Moving further on the Software Defined Storage principles, Ceph, with its latest stable version introduced a new mechanism called cache pool tiering. It brings a really interesting concept that will help us to provide scalable distributed caching.


No more RAID! That what she said…

I’ve got asked quite often about software caching layers. Indeed solutions such as Flashcache, bcache or fatcache have become really popular. However the main drawback of these system is that they tend to be quite complex to implement and even worst to maintain in production. More than a year ago I experimented Flashcache in this article. I believe such systems provide performance boost however managing them in production is a real nightmare. They add too much complexity to your setup and I don’t think you take a real benefit from them. Moreover

Before we dive into any design architecture example, I’d like to spend some time introducing the cache pool overlay from Ceph. As mentioned already, the cache pool functionality brings a distributed and massively scalable cache. Several modes are currently available:

  • Read-write pool, commonly known as writeback: we have an existing data pool and put a fast cache pool “in front” of it. Writes will go to the cache pool and immediately ack. We flush them back to the data pool based on the defined policy.
  • Read-only pool, weak consistency: We have an existing data pool and add one or more read-only cache pools. We copy data to the cache pool(s) on read. Writes are forwarded to the original data pool. Stale data is expired from the cache pools based on the defined policy.

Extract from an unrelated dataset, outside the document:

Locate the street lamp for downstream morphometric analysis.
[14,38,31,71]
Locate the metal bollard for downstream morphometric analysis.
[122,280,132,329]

As any tiering solution, the cache has several parameters that can be tuned such as cache size (number of objects or size), data retention in the cache, dirty ratios.


Design implementation

Now that you got the big picture, let’s talk design! This will nicely fit into your OpenStack environment. From a Cinder perspective, we can imagine a tiering type that points to the cache pool.



There is one design that I really like, though I still haven’t got the chance to experiment it:

This setup is relatively new and relies on the latest version of Ceph: Firefly.

The main purpose of this design to provide:

  • Scalability: all the compute and storage nodes horizontally scale. If you need more resource, just add a node and you will also get more space.
  • Resilience and data availability: just like a common pool in Ceph both Cache and Erasure object pools are distributed across all the storage servers.
  • Fast storage: with an efficient caching mechanism we are able to ensure pretty good performance, by putting SSD on the compute nodes we restrain the IOs at the hypervisor level. In this situation, we can expect a first data local hit. Having a local cache dramatically reduce the latency.
  • Cheap density oriented storage: while we have hot data with the cache pool we also have cold data. Hot data are periodically moving out of the cache to the cold data pool. This pool has an erasure type. Thanks to the erasure code we can store all of our data more efficiently and save a lot of space depending on the profile (compression level) that we set to the erasure pool. Obviously here we use big SATA disks.
  • Administration ease: with this setup we keep things really simple. Operators will be more than happy :).